In ogni caso, l'Italia dipinta da Sorrentino sembra per molti versi quell'Italia brutta e insensata che abbiamo imparato ad amare/odiare in tanti film della commedia italiana d'altri tempi! Essa è resa plasticamente dall'immagine della Costa Concordia accasciata su di un fianco, al largo dell'isola del Giglio; purtroppo in questo caso non abbiamo nessun capitano che ci gridi “Torni a bordo c****!” e, ancorché ci
fosse, sarebbe comunque troppo tardi…
Un altro elemento esteriore ci
offre, a mio parere, il vero senso del film: lo troviamo nella pubblicità che
la Fiat ha sapientemente costruito per l'occasione, e che ha inserito al
termine di ogni blocco pubblicitario, a mo' di introduzione alla visione della parte successiva del film: si tratta della
pubblicità della Fiat 500, guidata dallo stesso Sorrentino, che, con la sua voce fuori
campo, ci parla, appunto, della creatività italica, mostrandocene, orgoglioso,
un esemplare: la piccola grande bellezza della nuova Fiat 500!
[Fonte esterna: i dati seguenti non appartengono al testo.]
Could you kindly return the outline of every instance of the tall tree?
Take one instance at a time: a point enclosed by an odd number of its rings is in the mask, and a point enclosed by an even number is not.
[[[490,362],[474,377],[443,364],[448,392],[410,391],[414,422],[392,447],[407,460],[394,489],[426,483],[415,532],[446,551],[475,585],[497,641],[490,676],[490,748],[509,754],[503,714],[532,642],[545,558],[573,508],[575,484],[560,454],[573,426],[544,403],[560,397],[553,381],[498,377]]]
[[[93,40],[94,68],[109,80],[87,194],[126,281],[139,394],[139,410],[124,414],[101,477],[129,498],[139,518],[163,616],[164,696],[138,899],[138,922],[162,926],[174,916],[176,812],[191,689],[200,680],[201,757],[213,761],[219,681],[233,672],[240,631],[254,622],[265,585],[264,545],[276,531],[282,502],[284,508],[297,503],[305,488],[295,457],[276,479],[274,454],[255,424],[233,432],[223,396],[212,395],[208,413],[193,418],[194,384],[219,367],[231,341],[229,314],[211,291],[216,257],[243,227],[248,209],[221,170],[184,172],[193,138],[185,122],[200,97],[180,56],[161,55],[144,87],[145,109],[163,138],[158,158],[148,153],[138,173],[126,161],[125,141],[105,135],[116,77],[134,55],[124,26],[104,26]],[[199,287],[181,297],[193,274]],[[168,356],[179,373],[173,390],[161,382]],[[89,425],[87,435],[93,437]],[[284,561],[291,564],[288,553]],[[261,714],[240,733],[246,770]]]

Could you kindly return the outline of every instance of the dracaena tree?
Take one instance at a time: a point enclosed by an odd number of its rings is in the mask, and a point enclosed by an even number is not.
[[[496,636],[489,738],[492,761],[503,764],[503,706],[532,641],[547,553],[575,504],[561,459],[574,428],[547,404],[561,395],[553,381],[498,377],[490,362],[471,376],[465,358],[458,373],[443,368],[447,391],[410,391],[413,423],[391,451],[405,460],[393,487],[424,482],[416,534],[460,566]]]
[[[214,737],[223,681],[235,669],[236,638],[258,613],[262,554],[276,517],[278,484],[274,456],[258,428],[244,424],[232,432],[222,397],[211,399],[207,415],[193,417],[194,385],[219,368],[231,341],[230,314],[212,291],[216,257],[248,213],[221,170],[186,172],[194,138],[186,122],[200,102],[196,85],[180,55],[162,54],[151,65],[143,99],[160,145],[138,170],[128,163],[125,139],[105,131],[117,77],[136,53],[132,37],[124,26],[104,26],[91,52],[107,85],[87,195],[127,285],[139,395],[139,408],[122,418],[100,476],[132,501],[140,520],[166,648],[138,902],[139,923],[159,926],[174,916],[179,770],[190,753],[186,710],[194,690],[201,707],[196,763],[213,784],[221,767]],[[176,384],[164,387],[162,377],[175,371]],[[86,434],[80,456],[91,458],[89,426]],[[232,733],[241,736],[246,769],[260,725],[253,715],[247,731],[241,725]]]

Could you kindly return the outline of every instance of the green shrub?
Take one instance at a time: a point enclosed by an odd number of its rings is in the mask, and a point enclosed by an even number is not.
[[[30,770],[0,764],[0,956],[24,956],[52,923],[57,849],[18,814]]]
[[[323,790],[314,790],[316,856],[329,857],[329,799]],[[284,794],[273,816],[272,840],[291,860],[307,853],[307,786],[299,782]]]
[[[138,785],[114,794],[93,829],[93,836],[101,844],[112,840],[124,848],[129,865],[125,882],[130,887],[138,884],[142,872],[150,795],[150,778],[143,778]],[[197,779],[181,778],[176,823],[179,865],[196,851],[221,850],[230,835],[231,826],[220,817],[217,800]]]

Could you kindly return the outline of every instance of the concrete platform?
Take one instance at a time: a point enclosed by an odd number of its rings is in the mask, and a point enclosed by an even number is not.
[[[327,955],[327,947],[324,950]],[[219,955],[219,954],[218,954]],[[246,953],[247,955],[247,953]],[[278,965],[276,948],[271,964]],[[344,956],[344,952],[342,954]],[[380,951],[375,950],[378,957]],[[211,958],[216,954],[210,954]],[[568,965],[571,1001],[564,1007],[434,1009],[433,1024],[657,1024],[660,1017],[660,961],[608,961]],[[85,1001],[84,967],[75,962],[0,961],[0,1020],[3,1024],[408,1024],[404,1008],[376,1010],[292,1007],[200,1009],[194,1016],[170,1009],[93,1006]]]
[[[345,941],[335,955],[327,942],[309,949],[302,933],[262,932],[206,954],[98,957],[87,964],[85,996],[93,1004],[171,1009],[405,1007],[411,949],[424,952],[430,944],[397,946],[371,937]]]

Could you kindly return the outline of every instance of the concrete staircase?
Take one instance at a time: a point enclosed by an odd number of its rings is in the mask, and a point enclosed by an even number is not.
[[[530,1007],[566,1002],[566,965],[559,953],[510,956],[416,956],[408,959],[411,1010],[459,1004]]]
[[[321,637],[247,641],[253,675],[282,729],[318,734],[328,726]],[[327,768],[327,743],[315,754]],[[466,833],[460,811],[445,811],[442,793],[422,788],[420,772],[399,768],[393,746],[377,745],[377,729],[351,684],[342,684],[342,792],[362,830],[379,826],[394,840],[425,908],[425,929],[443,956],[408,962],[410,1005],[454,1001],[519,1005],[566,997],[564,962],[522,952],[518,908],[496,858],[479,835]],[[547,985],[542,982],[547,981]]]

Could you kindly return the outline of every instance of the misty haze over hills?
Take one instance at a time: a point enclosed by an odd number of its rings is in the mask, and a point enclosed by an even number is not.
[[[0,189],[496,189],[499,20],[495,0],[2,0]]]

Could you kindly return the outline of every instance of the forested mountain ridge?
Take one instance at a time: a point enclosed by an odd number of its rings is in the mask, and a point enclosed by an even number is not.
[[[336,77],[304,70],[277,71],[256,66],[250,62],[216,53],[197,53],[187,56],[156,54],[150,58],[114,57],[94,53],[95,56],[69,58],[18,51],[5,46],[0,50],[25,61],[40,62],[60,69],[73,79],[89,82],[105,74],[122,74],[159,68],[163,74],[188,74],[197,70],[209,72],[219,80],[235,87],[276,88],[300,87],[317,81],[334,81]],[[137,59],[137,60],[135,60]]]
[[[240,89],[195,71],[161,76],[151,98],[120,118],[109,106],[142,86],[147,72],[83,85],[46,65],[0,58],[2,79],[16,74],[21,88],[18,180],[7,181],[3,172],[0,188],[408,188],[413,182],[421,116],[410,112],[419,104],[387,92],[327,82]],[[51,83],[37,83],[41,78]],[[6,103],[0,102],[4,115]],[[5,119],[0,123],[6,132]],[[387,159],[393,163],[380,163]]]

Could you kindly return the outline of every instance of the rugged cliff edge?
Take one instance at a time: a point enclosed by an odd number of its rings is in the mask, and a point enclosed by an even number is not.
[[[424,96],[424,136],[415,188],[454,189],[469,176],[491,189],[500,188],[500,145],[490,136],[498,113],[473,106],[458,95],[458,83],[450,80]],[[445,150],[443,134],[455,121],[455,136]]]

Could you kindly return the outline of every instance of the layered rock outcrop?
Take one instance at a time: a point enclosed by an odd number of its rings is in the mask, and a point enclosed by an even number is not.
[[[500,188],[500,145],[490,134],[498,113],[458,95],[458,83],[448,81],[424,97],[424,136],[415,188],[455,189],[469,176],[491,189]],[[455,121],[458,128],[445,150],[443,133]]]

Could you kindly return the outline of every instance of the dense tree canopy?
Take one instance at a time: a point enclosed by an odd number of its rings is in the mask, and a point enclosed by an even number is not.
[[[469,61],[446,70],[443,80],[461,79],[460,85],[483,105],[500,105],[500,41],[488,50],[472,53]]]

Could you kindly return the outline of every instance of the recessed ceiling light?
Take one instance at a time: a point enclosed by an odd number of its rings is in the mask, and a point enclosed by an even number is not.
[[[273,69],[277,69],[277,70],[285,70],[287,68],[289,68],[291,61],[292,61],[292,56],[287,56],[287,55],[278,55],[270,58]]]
Ma, come dicevo, ciò non mi sembra casuale, poiché è appunto
questa l'Italia che Sorrentino raffigura all'interno del suo film: un'Italia
che ormai non sa più che cosa sia la creatività, e che, esattamente come Sorrentino
ha fatto, imitando Fellini, ripete stancamente gli stilemi propri
della sua antica grandezza! Sorrentino ripete Fellini, così come la
FIAT ripete la sua auto storicamente più di successo: la 500!
Ma
della creatività, quella vera,
nessuna traccia!
Soprattutto manca, ma non è un difetto del film, bensì dell’Italia odierna, la creatività dei giovani. Non a
caso, della presenza di giovani non vi
è quasi traccia: solo qualche breve flashback
della prima esperienza amorosa del protagonista, che, guarda caso, ha
conosciuto l’unica età fertile, dal punto di vista intellettuale, appunto in
gioventù (e da allora non ha scritto più nulla, se non stupide interviste per
la rivista della nana); e il figlio, pazzo, e ben presto suicida, di Pamela
Villoresi. Poi, più nulla! In questo senso, un titolo che il film avrebbe meritato, sarebbe stato: Questo è un Paese
per vecchi debosciati!
Ma forse mi sono lasciato trascinare troppo dal facile
accostamento che il film di Sorrentino suggerisce: quello di un’Italia che
conosciamo benissimo, quell’Italia che ci ha ammorbato negli ultimi 20
anni; quell’Italia tipica espressione di un altro
nano, il N-Ano nazionale, la cui casa di produzione cinematografica (Medusa) ha
peraltro prodotto il film; il cui canale televisivo lo ha ieri trasmesso, e i cui incassi continueranno, nonostante tutto, ad arricchire!
Sembra un nicciano e inesorabile eterno ritorno dell’uguale…
Possiamo andare orgogliosi di una Italia di tal fatta, come dice Renzi, commentando da par suo, con un twitt (sic!), la vittoria di Sorrentino agli Oscar?